According to Bangor Daily News, “The legislation sets an effective 20 percent tax rate on marijuana products, gives Maine residents a priority for commercial licenses and sets health and safety standards. It also reduces the number of flowering plants a person can posses from six in the version of the bill that failed after a gubernatorial veto last year to three. Lawmakers have said that change was what has pulled more support from House Republicans who sustained the veto last year.
Related Story: What To Expect From Maine’s Recreational Marijuana Market
The bill is now in the hands of Governor Paul LePage, who opposes the law, however, the House and Senate votes are enough to override a potential veto showdown.
Says Sen. Roger Katz, R-Augusta, “If somehow this bill fails, the cheers you will hear are the people who are involved in the illicit gray market, who don’t want licenses … and don’t want to pay taxes.”
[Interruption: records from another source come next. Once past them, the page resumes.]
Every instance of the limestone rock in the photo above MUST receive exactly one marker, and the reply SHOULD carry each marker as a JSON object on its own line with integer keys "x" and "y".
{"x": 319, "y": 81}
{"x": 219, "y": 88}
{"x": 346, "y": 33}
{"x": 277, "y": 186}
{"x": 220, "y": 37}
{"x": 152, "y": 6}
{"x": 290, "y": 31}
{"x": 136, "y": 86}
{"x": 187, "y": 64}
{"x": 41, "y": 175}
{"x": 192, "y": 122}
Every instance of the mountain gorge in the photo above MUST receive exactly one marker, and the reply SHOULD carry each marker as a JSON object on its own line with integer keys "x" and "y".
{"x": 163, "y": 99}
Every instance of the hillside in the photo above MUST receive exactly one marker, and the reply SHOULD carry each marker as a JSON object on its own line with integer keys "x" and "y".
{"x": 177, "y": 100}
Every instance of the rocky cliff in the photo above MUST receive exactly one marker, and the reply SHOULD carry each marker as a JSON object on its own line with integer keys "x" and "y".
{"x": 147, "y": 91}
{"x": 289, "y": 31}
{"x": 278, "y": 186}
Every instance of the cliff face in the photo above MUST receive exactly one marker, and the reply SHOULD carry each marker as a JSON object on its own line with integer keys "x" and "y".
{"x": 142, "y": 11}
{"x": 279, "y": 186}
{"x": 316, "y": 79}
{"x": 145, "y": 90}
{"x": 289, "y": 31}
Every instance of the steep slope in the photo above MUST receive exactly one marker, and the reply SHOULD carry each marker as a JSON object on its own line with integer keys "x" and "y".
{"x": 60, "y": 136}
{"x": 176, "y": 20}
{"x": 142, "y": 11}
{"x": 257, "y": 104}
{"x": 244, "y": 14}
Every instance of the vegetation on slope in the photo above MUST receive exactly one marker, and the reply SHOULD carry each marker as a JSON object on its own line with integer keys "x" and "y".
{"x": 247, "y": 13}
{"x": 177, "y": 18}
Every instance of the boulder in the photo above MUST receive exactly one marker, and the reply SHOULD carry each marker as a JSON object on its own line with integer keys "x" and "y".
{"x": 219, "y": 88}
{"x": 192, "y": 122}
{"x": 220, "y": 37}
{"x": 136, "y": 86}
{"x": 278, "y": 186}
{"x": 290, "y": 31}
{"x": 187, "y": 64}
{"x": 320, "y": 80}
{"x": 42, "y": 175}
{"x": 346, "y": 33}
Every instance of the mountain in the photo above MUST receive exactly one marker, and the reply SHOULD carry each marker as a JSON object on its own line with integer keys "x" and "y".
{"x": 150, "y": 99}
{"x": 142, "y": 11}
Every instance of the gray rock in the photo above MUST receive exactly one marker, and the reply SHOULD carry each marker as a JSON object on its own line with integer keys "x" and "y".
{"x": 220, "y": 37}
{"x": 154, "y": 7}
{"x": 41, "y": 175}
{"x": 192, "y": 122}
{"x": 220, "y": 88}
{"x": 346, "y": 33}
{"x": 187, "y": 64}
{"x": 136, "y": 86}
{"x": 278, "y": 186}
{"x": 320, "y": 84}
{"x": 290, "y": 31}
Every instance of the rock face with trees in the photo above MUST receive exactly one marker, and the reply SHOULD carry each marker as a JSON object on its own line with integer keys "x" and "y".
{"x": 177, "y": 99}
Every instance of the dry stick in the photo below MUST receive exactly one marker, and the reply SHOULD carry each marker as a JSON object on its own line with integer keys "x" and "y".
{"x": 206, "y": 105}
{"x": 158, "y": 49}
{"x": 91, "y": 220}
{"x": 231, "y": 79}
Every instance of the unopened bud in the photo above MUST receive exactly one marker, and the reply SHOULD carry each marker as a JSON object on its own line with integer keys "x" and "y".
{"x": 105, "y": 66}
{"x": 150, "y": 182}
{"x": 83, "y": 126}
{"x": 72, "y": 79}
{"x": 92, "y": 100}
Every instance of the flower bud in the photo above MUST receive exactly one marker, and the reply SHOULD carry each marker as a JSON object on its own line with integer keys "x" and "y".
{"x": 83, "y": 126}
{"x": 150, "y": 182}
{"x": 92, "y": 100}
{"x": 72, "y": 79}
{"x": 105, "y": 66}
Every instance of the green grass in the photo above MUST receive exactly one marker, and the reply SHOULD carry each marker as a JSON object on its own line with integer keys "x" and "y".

Sen. Scott Cyrway, R-Benton, a retired police officer, voted against the bill, because he still believes that the state’s children will be “in harm’s way,” saying, “This is a Schedule 1 drug, which is the same category as heroin and cocaine. Is it okay to say that heroin can be in your household?”
Bangor Daily News reports that if the law passes, it could be 2020 before the first marijuana retail shop opens. And that LePage vetoed a similar bill in 2017 and “has opposed new marijuana legalization laws, questioning whether it conflicts with federal prohibitions and saying his administration would have to issue rules governing the commercial system.”
It’s also worth nothing that LePage leaves office in early 2019, which means his successor will likely be in charge of the state’s new marijuana landscape.